俺はそんな頼もしさを胸に感じながらひたすらツルハシを振るい、資源を取り出している。ここ1週間はほとんどミルとここには顔を合わせていない。ジローさんと一日中、資源を取り出しては税理士を繰り返していた。
衣類を引っ張り出し、その拍子に尻餅をついた時1週間ぶりにミルとココがショッピングモールの方から俺たちのいる氷壁の方へ向かってきた。
「ココに一通り氷鉱夫としての技術をレクチャーし終えました」
「そうか!こっちはジローさんが力を貸してくれるって!」
俺とミルが盛り上がっているとココとジローさんが緊張したようにもじもじしながら向かい合っていた。俺はハッとした。ジローさんはココに並び立つ資格なしと思いココに余り近づかず、作業と戦闘を一人でこなしていたのだ。何か距離感が微妙になっても仕方ないことだ。
しかし俺の心配をよそにココがジローさんに突撃せんばかりに近づき切り出す。
「ジローさん!ミルからいろいろ習ったんだ!もうジローさん一人でやらなくていいよ!今までごめん!」
ジローさんは驚いたような表情だ。ココもココで胸に秘めていたものがあったらしい。確かにジローさんに先頭を任せっきりにしていたのは責任を感じていたのだろう。俺とミルはそんな二人の会話を見守っていた。

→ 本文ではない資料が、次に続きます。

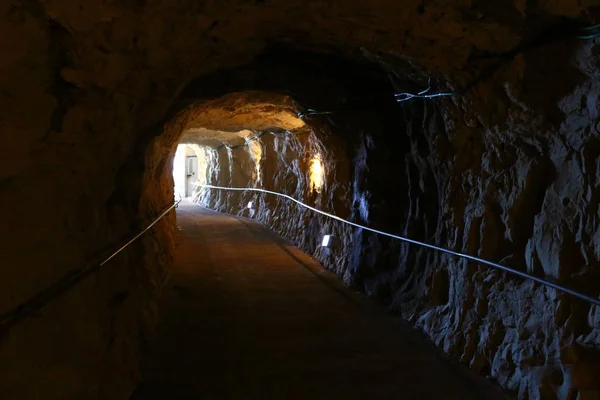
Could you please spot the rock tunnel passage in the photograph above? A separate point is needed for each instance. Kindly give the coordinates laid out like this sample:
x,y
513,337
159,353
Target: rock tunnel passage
x,y
300,96
249,316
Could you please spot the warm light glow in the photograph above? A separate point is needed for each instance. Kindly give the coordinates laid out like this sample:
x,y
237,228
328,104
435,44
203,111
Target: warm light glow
x,y
317,174
255,150
179,171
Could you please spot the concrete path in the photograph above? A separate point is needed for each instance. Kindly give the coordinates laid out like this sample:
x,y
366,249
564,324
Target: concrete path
x,y
248,316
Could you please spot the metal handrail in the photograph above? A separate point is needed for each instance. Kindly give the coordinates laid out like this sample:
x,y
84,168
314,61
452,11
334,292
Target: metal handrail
x,y
521,274
34,304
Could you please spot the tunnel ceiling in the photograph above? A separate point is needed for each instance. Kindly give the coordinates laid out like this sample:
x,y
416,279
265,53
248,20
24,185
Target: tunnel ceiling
x,y
142,54
231,119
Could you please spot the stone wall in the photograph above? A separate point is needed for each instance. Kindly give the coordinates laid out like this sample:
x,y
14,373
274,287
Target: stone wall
x,y
86,87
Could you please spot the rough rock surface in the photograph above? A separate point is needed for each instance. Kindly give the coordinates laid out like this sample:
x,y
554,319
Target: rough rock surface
x,y
508,170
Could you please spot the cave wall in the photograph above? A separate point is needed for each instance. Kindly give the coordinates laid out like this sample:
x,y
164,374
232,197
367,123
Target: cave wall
x,y
501,197
87,85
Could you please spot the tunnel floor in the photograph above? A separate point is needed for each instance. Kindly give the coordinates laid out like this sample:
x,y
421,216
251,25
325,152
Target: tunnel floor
x,y
248,316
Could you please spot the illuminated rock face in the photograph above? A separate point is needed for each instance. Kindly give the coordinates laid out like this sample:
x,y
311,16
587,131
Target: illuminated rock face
x,y
90,92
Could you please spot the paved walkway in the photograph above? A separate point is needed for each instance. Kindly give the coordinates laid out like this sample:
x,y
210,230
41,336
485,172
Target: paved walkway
x,y
248,316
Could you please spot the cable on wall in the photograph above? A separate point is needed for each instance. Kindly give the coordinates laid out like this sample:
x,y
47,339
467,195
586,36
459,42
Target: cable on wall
x,y
504,268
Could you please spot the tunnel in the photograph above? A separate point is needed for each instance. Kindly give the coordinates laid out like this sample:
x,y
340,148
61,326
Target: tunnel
x,y
410,188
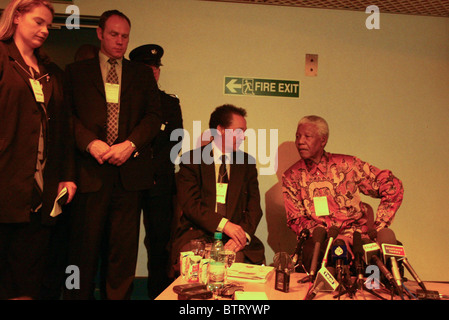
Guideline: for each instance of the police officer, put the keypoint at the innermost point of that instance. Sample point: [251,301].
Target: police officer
[158,202]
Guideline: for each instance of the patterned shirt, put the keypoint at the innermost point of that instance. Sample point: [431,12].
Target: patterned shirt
[340,179]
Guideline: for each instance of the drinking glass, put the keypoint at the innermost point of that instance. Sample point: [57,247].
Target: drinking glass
[228,258]
[198,247]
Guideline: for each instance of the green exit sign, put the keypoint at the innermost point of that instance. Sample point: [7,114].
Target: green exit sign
[261,87]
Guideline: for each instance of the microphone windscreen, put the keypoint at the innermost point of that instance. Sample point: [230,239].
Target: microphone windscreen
[357,244]
[372,234]
[331,270]
[305,233]
[339,242]
[319,234]
[333,232]
[387,236]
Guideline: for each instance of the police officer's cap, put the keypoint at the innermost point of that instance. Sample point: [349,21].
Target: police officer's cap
[150,54]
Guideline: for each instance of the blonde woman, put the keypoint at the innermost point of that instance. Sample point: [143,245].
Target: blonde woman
[35,147]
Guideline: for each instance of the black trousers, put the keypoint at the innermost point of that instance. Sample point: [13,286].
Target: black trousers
[105,231]
[23,251]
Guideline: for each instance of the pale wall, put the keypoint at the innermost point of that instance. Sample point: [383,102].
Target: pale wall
[384,93]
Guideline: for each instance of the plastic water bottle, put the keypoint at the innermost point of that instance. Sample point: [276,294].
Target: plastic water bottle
[216,267]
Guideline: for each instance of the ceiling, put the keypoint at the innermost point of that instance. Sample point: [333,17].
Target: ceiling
[436,8]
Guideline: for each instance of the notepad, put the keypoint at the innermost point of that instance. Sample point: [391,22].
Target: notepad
[250,295]
[60,200]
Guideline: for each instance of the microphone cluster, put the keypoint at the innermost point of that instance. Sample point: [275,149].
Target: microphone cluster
[344,272]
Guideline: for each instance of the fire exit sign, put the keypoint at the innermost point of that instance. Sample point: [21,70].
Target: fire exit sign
[261,87]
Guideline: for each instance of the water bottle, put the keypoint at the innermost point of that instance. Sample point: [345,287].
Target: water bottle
[216,267]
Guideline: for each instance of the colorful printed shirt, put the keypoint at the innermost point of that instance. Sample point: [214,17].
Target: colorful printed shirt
[339,179]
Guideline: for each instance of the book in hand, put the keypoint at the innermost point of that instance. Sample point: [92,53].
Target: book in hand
[60,200]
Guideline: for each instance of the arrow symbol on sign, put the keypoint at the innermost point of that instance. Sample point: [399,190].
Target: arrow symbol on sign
[232,85]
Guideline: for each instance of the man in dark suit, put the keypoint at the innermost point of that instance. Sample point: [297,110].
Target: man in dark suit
[209,203]
[116,111]
[158,201]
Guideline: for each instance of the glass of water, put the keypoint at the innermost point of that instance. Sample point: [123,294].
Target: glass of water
[228,258]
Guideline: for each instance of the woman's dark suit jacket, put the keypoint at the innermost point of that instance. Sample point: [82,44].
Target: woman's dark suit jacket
[20,121]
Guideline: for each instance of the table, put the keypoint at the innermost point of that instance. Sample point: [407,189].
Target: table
[298,291]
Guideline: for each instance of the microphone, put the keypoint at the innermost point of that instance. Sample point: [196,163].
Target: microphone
[372,234]
[303,236]
[318,236]
[339,257]
[357,248]
[333,233]
[325,281]
[372,251]
[397,251]
[387,240]
[413,273]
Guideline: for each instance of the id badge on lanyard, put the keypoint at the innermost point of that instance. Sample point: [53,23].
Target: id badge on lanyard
[37,90]
[112,92]
[222,188]
[321,206]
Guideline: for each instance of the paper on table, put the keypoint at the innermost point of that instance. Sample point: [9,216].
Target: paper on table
[60,200]
[239,295]
[249,272]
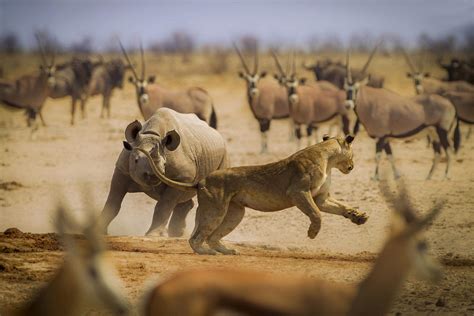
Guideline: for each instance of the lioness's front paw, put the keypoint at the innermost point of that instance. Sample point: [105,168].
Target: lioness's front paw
[314,230]
[357,217]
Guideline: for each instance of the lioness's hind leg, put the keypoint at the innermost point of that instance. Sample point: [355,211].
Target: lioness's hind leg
[234,216]
[178,219]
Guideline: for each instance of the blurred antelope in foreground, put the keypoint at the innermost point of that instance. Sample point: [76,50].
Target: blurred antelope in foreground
[151,96]
[107,77]
[335,72]
[209,291]
[387,115]
[313,104]
[29,92]
[72,79]
[84,280]
[267,99]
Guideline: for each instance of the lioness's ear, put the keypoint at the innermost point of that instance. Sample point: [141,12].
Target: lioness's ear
[132,130]
[349,139]
[127,145]
[171,140]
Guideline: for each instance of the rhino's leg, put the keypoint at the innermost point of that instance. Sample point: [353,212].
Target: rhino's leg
[209,215]
[232,219]
[177,222]
[118,189]
[73,109]
[165,205]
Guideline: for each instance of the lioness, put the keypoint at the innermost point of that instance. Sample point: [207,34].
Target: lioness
[301,180]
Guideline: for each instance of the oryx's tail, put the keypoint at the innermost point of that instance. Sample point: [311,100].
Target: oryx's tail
[213,119]
[457,136]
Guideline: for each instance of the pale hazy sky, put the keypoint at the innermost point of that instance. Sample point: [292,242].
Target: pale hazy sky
[221,21]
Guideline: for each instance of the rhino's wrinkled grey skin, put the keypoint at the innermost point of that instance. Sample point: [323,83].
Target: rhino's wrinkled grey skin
[182,145]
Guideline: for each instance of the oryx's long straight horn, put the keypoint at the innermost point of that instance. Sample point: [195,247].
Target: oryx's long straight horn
[128,60]
[348,65]
[408,59]
[367,64]
[277,62]
[142,54]
[242,60]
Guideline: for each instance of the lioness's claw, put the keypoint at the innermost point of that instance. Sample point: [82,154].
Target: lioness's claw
[356,217]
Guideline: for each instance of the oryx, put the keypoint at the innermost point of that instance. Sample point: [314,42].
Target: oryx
[386,115]
[425,84]
[29,92]
[458,70]
[152,96]
[266,98]
[311,105]
[72,79]
[335,72]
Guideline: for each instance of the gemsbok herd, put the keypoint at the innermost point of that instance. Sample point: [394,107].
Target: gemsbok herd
[177,154]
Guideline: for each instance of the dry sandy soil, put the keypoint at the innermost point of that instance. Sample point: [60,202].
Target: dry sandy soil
[63,159]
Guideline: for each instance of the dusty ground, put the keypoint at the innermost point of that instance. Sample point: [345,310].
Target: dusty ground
[33,174]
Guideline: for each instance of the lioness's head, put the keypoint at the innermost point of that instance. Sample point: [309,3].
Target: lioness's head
[344,160]
[156,145]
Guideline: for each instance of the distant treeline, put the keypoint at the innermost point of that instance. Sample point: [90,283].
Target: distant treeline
[185,43]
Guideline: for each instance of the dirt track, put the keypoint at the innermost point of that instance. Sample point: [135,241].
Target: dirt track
[33,174]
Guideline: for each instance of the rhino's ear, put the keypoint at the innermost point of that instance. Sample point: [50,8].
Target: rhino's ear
[171,140]
[349,139]
[132,130]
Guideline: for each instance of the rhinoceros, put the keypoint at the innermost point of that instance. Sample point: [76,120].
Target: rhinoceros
[184,147]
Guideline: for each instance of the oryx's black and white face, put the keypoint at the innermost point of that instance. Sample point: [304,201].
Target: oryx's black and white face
[141,88]
[49,71]
[292,83]
[352,89]
[252,82]
[417,78]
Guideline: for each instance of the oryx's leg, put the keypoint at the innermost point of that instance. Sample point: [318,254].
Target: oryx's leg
[108,106]
[388,151]
[166,204]
[443,138]
[329,205]
[379,145]
[73,109]
[309,133]
[437,153]
[177,222]
[305,203]
[235,214]
[102,110]
[118,188]
[264,127]
[345,124]
[298,136]
[83,108]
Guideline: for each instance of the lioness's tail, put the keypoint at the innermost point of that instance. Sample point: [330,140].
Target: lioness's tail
[457,136]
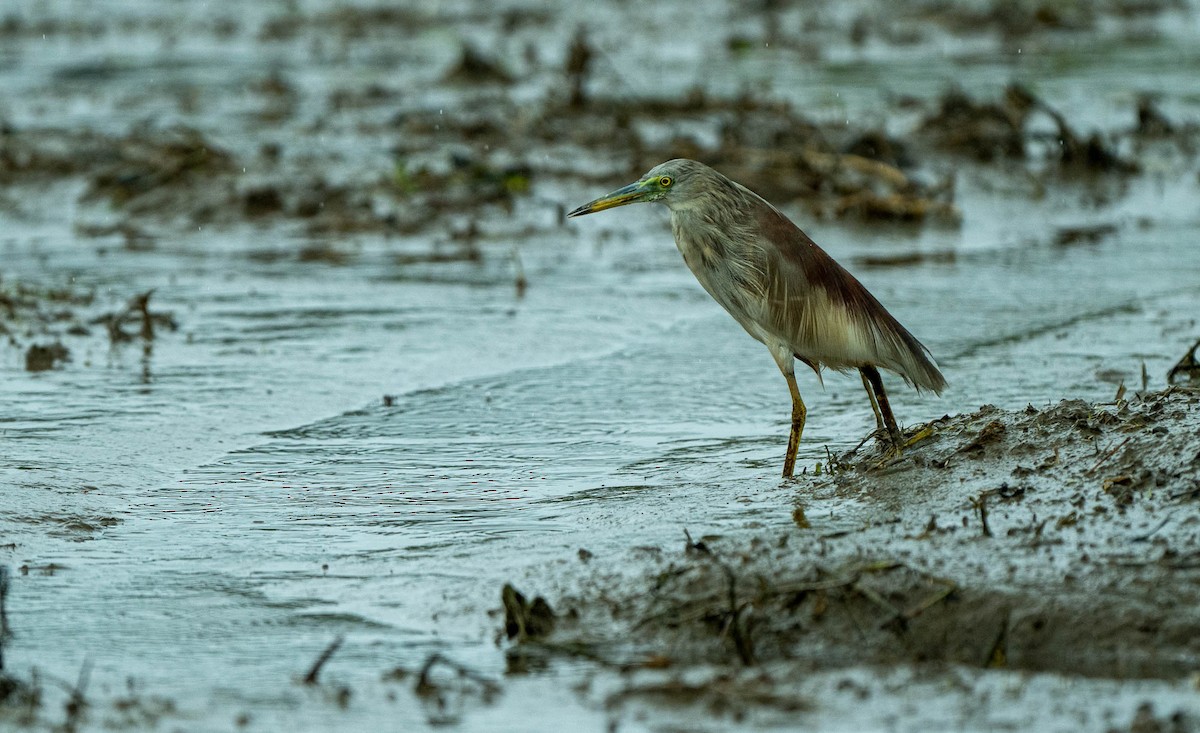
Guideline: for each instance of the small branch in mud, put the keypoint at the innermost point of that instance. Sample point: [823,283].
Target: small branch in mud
[997,656]
[525,620]
[1187,371]
[138,308]
[77,703]
[4,616]
[315,671]
[738,631]
[981,505]
[426,686]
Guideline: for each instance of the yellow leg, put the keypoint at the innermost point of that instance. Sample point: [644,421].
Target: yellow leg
[798,414]
[881,398]
[875,406]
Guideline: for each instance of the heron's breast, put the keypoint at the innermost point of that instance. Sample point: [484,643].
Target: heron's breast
[725,271]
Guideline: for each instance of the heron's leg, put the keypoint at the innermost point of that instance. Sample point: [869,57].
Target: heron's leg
[798,414]
[873,376]
[875,404]
[786,362]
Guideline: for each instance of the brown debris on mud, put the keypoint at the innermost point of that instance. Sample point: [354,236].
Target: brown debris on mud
[1055,540]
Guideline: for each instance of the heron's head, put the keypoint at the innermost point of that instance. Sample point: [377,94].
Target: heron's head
[673,182]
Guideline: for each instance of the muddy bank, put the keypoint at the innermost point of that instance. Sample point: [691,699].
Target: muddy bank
[1059,539]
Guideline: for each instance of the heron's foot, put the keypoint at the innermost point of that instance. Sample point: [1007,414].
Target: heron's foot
[793,443]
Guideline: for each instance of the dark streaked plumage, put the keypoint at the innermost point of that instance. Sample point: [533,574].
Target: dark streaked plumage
[780,286]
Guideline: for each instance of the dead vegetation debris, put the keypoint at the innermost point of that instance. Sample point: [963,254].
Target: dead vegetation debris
[1186,371]
[997,130]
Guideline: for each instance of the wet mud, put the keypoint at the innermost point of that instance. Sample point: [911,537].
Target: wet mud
[1053,541]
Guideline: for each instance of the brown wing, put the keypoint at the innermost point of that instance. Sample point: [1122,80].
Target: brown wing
[827,316]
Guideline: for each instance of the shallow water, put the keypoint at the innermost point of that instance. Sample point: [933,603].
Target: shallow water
[204,517]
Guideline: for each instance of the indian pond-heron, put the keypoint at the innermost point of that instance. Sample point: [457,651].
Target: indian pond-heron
[780,286]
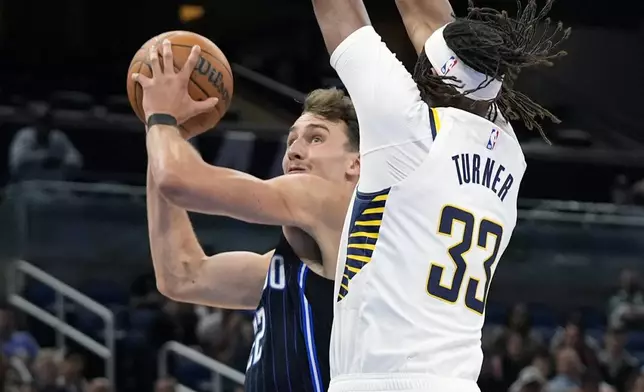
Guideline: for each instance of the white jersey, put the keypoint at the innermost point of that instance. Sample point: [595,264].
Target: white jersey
[434,210]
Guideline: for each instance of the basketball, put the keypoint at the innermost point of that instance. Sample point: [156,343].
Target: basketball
[212,77]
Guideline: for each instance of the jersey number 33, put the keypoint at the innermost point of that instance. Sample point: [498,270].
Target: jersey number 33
[484,229]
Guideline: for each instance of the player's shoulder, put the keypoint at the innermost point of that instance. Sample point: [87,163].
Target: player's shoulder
[463,124]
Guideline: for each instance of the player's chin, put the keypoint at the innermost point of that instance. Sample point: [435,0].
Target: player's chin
[297,171]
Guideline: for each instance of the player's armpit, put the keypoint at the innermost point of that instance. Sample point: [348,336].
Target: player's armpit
[386,98]
[338,19]
[231,280]
[423,17]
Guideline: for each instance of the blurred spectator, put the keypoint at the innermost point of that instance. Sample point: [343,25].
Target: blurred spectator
[518,321]
[209,324]
[508,364]
[232,344]
[638,384]
[569,370]
[529,380]
[41,152]
[621,192]
[617,365]
[71,373]
[45,369]
[165,385]
[144,293]
[177,321]
[99,385]
[15,342]
[638,192]
[626,307]
[573,336]
[592,382]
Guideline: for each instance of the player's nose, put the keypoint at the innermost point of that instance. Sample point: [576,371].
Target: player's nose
[296,151]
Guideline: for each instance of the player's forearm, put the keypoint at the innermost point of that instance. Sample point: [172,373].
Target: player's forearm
[176,253]
[423,17]
[338,19]
[178,172]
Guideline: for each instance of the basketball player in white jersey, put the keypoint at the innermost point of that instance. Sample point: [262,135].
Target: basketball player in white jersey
[436,202]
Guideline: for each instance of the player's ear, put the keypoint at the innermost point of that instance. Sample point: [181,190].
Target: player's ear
[354,166]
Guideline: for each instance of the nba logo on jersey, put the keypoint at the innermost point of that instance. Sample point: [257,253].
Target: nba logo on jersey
[491,142]
[449,64]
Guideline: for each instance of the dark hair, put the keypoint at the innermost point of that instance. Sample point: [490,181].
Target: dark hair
[491,42]
[334,105]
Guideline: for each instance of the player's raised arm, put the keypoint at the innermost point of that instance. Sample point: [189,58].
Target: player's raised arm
[386,98]
[338,19]
[184,273]
[189,182]
[423,17]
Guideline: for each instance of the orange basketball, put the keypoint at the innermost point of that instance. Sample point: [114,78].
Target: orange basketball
[212,77]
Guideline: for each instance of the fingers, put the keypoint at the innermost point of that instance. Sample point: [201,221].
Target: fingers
[205,106]
[143,80]
[154,61]
[168,61]
[191,63]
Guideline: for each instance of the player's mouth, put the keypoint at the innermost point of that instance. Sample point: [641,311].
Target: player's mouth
[296,169]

「違うんだココ………僕はね………自分に自信がなかったんだ。だからショッピングモールを一人でまとめるようなココに並ぶ資格がないと感じてた………助けてもらった恩返しは一人で戦うこと、掘り出すことだと思ってた」
「ジローさん………」
「でも隣に並んだほうが恩返しになると思い直した。ココ。君の力に…隣でツルハシを振るってもいいかな」
「いいよ………!ボクも今までできなかったことやるから………一緒にできなかったことをやろうよ!」
ココはジローさんの腰に抱きついた。横顔からうっすらと涙が流れるのが見えた。ジローさんは彼女の頭にポンポンと優しく二回触れる。
俺とミルは空気を読んで二人から少し離れ、氷壁の前に向かう。2人にしかわからない感覚があると感じたのだ。
「………2人が仲良くなれてよかったな」
「………そうですね。ですが本番はここからですよ」
短髪のココと長髪のジローさんが楽しそうに話しているのを見ると忘れてしまいそうになるが、ブリザードドライが体の装甲を取り戻し、こちらに近づいてくる。頃あいが近づいているはずだ。